This Monday and Tuesday a few of us went to DevOpsDays London 2013 Fall.
We asked for highlights from every attendant and this is what they had to say about the conference:
Francesco Gigli: Security, DevOps & OWASP
There was an interesting talk about security and DevOps and a follow up during one of the open sessions.
We discussed capturing security related work in user stories, or rather “Evil User Stories” and the use of anti-personas as a way to keep malicious users in mind.
OWASP, which I did not know before DevOpsDays, was also nominated: it is an organization “focused on improving the security of software”. One of the resources that they make available is the OWASP Top 10 of the most critical web application security flaws. Very good for awareness.
Tom Denley: Failure Friday
I was fascinated to hear about “Failure Fridays” from Doug Barth at PagerDuty. They take an hour out each week to deliberately failover components that they believe to be resilient. The aim is not to take down production, but to expose unexpected failure modes in a system that is designed to be highly available, and to verify the operation of the monitoring/alerting tools. If production does go down, better that it happens during office hours, when staff are available to make fixes, and in the knowledge of exactly what event triggered the downtime.
Jeffrey Fredrick: Failure Friday
I am very interested in the Failure Fridays. We already do a Failure Analysis for our application where we identify what we believe would happen with different components failing. My plan is that we will use one of these sessions to record our expectations and then try manually failing those components in production to see if our expectations are correct!
Mehul Shah: Failure Fridays & The Network – The Next Frontier for Devops
I very much enjoyed the DevOpsDays. Apart from the fact that I won a HP Slate 7 in the HP free raffle, I drew comfort from the fact that ‘everyone’ is experiencing the same/similar problems to us and it was good to talk and share that stuff.

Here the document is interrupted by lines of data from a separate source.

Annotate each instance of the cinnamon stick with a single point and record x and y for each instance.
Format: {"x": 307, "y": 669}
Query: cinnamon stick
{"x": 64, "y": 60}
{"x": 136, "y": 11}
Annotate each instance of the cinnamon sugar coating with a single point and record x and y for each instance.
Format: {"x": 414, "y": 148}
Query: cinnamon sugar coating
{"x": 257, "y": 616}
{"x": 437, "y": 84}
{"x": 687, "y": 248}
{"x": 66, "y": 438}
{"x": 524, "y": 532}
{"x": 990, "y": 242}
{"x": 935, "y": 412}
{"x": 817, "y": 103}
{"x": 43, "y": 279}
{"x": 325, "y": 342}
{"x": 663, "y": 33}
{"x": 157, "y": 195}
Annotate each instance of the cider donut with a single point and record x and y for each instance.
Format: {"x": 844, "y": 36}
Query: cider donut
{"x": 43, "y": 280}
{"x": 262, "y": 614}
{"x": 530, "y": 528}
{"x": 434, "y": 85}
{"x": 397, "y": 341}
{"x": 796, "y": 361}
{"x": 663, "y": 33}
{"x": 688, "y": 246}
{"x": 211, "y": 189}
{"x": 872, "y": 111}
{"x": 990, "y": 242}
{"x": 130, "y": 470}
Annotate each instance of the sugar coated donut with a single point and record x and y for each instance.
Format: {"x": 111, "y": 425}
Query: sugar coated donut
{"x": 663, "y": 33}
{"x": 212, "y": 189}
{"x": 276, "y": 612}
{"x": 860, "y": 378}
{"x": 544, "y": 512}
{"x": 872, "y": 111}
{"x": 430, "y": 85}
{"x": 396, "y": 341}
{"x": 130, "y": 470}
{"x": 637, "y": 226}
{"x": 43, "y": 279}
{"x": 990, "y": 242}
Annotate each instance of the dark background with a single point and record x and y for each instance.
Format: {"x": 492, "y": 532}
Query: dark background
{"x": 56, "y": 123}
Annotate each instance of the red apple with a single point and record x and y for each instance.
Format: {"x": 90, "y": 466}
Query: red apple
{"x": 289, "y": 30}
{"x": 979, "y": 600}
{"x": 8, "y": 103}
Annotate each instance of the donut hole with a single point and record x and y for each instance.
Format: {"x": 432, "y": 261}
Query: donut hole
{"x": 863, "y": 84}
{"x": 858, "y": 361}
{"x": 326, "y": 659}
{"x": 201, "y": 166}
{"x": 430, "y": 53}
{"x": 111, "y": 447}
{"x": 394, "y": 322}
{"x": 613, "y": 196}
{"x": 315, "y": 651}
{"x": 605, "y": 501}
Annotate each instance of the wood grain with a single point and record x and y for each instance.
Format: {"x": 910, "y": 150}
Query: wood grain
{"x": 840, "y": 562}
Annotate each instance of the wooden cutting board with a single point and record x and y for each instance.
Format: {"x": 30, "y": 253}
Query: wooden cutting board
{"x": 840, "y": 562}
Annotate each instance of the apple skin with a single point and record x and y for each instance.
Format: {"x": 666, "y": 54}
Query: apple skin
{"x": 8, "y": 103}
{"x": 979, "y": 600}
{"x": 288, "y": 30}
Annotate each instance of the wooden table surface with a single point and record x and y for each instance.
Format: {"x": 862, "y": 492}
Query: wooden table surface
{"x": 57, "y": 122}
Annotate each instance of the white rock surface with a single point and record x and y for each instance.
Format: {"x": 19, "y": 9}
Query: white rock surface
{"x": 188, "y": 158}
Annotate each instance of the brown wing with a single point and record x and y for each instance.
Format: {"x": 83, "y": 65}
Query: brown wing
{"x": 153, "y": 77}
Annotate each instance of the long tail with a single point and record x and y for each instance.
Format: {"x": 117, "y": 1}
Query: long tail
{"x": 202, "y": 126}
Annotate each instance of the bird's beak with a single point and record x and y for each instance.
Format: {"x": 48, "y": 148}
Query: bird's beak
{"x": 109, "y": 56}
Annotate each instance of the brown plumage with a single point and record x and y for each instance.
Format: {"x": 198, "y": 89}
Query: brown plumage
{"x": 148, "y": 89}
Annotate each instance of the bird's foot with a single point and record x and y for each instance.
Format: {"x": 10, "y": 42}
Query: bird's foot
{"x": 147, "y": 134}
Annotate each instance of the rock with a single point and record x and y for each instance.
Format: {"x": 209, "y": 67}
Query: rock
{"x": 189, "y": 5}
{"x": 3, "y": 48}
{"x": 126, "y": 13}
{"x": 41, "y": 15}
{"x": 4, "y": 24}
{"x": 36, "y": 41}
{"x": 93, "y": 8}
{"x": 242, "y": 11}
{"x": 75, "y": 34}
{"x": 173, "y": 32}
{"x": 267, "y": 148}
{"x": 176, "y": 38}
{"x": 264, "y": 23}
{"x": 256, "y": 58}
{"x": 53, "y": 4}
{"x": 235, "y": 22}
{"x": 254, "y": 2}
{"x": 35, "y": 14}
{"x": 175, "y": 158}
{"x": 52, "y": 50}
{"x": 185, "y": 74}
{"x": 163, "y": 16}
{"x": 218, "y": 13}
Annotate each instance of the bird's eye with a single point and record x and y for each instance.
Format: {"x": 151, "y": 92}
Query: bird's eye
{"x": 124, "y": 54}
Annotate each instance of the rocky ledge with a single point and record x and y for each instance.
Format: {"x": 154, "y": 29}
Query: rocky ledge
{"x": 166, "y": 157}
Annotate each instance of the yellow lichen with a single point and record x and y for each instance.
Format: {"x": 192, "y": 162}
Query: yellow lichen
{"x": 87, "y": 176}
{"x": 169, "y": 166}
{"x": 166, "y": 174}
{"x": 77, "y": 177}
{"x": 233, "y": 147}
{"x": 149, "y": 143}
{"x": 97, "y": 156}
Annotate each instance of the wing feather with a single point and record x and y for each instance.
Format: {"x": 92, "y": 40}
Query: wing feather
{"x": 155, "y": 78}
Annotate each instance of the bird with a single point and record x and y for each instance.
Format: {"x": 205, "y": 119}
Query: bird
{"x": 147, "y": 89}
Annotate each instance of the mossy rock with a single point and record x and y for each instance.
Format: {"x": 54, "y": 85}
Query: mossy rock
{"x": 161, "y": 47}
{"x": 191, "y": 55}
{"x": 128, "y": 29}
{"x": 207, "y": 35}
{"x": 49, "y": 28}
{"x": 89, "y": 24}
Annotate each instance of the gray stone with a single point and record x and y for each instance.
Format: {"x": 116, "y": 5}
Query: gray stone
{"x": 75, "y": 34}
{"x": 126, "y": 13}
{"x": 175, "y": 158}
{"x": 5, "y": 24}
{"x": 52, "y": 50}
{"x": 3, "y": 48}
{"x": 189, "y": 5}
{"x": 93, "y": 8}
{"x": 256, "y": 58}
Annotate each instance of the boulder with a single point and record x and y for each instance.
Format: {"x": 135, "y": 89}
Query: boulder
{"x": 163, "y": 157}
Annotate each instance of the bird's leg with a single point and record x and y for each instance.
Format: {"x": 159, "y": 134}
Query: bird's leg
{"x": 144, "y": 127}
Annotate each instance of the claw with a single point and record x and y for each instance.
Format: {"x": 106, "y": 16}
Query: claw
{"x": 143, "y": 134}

It felt good to understand that we are not far from what most people are doing – emphasizing on strong DevOps communication and collaboration. I really enjoyed most of the morning talks in particular the Failure Fridays and the The Network – The Next Frontier for Devops – which was all about creating a logically centralized program to control the behaviour of an entire network. This will make networks easier to configure, manage and debug. We are doing some cool stuff here at TIM Group (at least from my stand point), but I am keen to see if we can toward this as a goal.
Waseem Taj: Alerting & What science tells us about information infrastructure
At the open space session on alerting, there was a good discussion on adding context to the alert. One of the attendee mentioned that each of the alert they get has a link to a page that describes the likely business impact of the alert (why we think it is worth getting someone out of the bed at 3am), a run book with typical steps to take and the escalation path. We have already started on the path of documenting how to respond to nagios alerts, I believe expanding it to include the perceived ‘business impact of the alert’ and integration with nagios will be most helpful in moments of crisis in the middle of night when the brain just does not want to cooperate.
The talk by Mark Burgress on ‘What science tells us about information infrastructure’ indeed had the intended impact on me, i.e. I will certainly be reading his new book on the subject.